Chief among these issues are: government regulation, particularly how it is administered by local governments; staff training; education; and housing affordability.

Mr Shaw, who said he placed strong emphasis on working cooperatively with all stakeholders – particularly the state government – wants to work more closely with various local councils to thrash out a “commonsense” approach to regulation and its interpretation and application.

“We have to keep regulations uncomplicated, building houses is not a perfect science,” he said. “You have different interpretations of codes by various local authorities and by different people at these authorities.”

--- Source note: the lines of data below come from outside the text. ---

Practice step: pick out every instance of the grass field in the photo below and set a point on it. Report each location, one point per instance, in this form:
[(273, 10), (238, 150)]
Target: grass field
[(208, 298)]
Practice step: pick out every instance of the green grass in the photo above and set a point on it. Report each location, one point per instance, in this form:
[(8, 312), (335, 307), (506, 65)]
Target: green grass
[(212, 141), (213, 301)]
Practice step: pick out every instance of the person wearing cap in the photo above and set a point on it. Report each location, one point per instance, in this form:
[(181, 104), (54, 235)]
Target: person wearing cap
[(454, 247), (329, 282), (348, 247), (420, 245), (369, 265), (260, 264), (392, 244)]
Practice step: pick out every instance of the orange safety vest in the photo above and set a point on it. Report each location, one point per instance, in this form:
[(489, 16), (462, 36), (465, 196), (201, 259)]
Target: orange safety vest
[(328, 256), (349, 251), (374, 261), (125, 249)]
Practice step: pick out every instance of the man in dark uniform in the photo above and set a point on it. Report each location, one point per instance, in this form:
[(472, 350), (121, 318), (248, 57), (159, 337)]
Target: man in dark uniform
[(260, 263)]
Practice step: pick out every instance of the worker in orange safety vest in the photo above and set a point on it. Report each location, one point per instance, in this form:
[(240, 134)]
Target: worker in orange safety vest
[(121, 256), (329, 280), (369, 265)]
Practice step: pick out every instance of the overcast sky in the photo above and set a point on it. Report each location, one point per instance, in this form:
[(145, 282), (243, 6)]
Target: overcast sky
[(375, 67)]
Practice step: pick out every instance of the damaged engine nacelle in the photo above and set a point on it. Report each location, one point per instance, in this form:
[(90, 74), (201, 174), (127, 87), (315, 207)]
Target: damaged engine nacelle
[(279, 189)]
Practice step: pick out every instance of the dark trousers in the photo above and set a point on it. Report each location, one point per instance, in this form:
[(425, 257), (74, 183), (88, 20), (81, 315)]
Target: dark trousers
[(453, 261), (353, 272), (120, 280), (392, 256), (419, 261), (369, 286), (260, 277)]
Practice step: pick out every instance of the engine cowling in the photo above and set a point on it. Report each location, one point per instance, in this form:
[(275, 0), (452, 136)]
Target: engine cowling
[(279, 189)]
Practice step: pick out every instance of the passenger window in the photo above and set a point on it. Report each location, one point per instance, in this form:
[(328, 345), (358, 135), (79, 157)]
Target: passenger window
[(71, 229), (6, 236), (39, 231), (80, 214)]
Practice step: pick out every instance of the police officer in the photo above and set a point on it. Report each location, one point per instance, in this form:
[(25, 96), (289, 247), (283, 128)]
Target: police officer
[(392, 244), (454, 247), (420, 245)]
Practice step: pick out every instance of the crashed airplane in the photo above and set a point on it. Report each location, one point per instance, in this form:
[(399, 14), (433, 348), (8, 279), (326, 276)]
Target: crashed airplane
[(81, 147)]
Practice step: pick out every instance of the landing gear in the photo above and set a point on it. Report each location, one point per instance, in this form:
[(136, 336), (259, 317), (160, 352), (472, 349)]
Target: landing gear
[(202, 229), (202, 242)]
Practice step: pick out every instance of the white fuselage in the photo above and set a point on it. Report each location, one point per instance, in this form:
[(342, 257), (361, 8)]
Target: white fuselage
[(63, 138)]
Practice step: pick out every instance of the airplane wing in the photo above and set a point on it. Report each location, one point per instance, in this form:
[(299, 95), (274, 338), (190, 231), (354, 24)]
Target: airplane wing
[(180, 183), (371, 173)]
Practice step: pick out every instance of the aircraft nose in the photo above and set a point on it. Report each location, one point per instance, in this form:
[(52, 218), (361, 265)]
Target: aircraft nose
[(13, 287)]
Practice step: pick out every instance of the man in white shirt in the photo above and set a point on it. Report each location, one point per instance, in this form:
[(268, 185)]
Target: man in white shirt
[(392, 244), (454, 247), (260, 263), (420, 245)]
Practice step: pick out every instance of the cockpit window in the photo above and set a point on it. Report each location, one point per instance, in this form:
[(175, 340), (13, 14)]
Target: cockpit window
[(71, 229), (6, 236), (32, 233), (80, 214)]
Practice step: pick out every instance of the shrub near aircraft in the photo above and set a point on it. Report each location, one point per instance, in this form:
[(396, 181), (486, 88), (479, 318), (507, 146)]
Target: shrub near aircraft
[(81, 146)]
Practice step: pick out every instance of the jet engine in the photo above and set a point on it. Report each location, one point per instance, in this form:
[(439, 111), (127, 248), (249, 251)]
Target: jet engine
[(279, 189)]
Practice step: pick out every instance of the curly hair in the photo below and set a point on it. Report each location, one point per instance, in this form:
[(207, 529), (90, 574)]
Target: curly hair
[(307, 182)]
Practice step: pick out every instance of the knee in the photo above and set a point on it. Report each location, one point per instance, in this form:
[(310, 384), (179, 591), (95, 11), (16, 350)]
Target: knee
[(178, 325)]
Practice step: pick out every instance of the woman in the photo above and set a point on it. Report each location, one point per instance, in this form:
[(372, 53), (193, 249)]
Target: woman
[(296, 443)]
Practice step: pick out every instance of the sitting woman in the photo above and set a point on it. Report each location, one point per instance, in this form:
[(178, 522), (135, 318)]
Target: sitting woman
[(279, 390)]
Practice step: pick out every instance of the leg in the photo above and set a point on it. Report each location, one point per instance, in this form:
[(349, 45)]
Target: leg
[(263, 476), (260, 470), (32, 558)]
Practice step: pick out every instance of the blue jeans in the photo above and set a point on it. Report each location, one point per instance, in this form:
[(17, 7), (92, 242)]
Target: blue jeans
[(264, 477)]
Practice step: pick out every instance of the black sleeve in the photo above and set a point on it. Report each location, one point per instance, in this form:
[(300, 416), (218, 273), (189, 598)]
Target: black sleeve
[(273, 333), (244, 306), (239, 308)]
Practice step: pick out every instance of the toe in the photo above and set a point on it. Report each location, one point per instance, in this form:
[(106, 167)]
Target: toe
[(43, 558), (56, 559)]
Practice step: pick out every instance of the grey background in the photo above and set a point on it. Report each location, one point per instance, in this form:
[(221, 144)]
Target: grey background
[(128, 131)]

Mr Shaw is hoping to counter this by working with one particular WA authority, involving other interested parties, to develop a platform or model “to unpick this thing”. The plan is to adapt this to other councils and use the model to make dealing with regulations simpler – reducing frustration, delays and costs.

“We have to stop fighting about interpretation. Eighty per cent of what we do is low-impact building, it is not as if we are building 100-storey buildings. It is not a high risk, high impact sort of thing,” Mr Shaw said. “We have made it very complicated and I would like to make it simpler.”

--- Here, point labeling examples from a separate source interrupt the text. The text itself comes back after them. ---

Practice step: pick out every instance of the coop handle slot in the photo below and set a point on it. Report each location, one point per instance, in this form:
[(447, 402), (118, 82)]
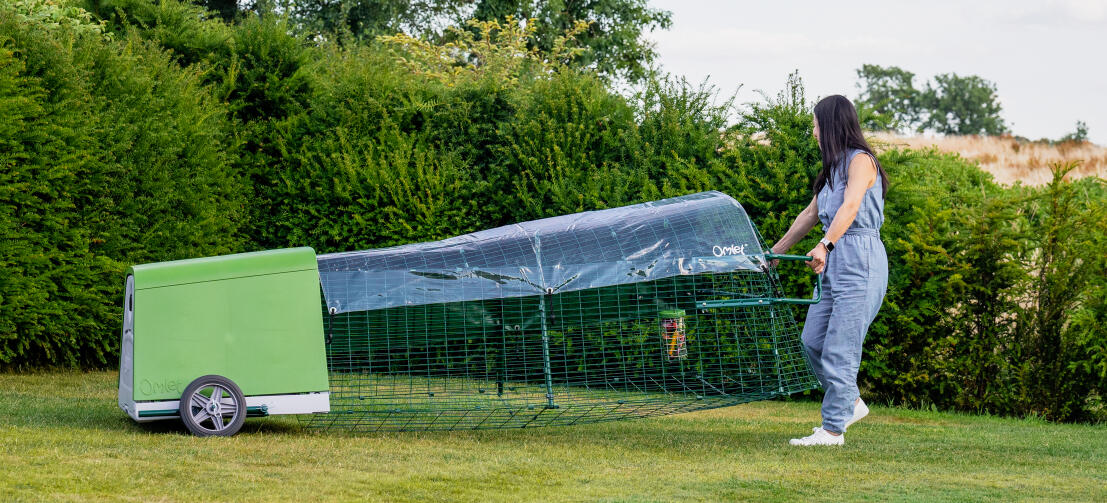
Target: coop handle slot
[(768, 300)]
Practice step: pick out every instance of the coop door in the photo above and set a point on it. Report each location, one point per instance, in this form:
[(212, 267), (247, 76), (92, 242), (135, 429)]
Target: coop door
[(126, 348)]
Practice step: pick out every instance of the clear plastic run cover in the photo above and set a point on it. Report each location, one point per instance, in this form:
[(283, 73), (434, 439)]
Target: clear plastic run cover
[(695, 234)]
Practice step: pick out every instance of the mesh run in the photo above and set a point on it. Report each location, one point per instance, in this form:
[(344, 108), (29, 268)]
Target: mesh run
[(607, 353), (593, 317)]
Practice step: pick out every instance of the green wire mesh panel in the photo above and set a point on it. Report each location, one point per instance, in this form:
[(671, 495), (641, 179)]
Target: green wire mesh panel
[(566, 355)]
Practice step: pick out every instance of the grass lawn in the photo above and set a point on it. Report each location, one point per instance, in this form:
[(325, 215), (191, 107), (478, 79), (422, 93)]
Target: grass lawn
[(63, 439)]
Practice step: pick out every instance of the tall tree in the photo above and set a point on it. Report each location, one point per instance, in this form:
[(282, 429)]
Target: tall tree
[(616, 38), (962, 105), (951, 104), (889, 95)]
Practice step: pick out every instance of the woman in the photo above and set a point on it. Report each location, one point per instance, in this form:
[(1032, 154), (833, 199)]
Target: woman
[(849, 201)]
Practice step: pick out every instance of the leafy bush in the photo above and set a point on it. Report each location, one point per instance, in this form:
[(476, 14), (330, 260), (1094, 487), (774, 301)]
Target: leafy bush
[(113, 155)]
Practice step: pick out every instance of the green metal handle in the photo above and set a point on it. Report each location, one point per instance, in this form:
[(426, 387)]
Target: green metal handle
[(768, 300)]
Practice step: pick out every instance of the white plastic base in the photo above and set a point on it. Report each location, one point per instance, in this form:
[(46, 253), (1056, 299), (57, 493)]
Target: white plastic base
[(300, 403)]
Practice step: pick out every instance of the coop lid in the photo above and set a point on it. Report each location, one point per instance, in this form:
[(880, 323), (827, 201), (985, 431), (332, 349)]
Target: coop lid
[(223, 267), (695, 234)]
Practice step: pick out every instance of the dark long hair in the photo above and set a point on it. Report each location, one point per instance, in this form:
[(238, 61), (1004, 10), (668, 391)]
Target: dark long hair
[(839, 132)]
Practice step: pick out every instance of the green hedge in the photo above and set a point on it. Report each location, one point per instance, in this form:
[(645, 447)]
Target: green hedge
[(112, 155), (176, 135)]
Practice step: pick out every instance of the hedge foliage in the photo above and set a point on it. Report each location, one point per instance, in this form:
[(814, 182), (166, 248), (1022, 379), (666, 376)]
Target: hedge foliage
[(165, 133)]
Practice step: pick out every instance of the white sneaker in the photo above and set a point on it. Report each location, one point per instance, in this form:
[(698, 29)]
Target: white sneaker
[(820, 437), (860, 410)]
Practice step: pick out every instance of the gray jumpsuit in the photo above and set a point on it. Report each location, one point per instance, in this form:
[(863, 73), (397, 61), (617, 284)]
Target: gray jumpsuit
[(854, 285)]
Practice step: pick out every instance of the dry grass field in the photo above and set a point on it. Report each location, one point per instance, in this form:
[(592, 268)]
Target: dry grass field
[(1007, 158)]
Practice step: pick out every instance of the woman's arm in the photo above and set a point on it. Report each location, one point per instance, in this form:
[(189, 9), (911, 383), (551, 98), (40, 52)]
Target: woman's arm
[(804, 222), (862, 174)]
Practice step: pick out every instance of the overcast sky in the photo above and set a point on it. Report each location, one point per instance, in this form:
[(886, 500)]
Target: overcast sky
[(1048, 59)]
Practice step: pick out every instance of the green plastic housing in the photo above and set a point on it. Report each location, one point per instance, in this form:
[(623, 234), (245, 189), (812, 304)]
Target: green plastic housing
[(252, 318)]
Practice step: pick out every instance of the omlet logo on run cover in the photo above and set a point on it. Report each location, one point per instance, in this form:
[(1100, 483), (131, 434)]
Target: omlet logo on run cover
[(735, 249)]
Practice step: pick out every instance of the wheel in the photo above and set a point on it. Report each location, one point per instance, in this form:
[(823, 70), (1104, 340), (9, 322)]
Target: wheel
[(213, 406)]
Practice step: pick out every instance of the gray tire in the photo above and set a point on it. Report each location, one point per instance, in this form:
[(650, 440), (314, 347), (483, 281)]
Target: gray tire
[(213, 406)]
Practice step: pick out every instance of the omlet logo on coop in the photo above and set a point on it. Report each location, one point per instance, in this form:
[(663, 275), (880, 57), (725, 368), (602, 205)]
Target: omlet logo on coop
[(734, 249)]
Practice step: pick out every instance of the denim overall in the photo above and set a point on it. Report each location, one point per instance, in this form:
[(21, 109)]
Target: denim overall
[(854, 285)]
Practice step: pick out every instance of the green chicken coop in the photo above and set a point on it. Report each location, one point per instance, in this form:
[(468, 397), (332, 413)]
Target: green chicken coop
[(655, 308)]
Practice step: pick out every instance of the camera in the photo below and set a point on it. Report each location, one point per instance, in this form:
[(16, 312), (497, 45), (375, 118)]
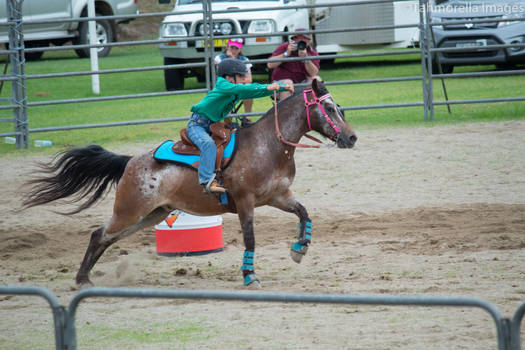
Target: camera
[(301, 45)]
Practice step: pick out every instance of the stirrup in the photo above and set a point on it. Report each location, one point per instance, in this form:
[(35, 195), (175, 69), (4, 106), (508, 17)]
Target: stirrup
[(214, 187)]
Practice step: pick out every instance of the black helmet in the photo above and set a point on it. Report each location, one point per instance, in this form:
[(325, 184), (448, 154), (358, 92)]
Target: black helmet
[(230, 67)]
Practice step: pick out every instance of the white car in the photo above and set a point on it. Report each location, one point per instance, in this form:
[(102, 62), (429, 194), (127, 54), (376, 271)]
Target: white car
[(224, 25), (58, 33)]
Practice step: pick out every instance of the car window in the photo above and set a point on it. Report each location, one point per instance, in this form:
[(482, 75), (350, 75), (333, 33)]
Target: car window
[(188, 2)]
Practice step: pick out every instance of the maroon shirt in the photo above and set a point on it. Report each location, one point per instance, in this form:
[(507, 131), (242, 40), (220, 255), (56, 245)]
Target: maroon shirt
[(296, 71)]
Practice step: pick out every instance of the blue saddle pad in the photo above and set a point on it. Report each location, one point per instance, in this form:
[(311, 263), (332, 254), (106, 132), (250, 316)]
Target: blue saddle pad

The industry is also facing a big sleeper issue on indemnity building insurance, according to Mr Shaw, as big player in the market QBE reviews policies after smaller players pulled out of the state. The review is due to go to the government, which has been lobbied by the MBA to consider some other options, including a fidelity fund.

It is another factor that weighed on costs to builders and consumers, again driving up home affordability, Mr Shaw said.

Mr Shaw, 49, is a motorbike enthusiast who also has a passion for netball. He became president of Netball WA last year. He has been with the MBA for about eight years and believes he has inherited an organisation in good shape, with a very good board structure to battle its challenges. He replaces Pindan managing director George Allingame, who was president for the past three years.

Mr Shaw is also a director of Western Ladders Pty Ltd, Heritage Pioneer Developments Pty Ltd and Western Timbers Pty Ltd. He is on the board of the Australian Trade College in Armadale, in line with his strong commitment to training in the sector.

The 113-year-old MBA has 1,500 members in both residential and commercial construction, reflecting big and small builders, developers and sub-contractors in the state. The building sector employs more than 100,000 people across the state.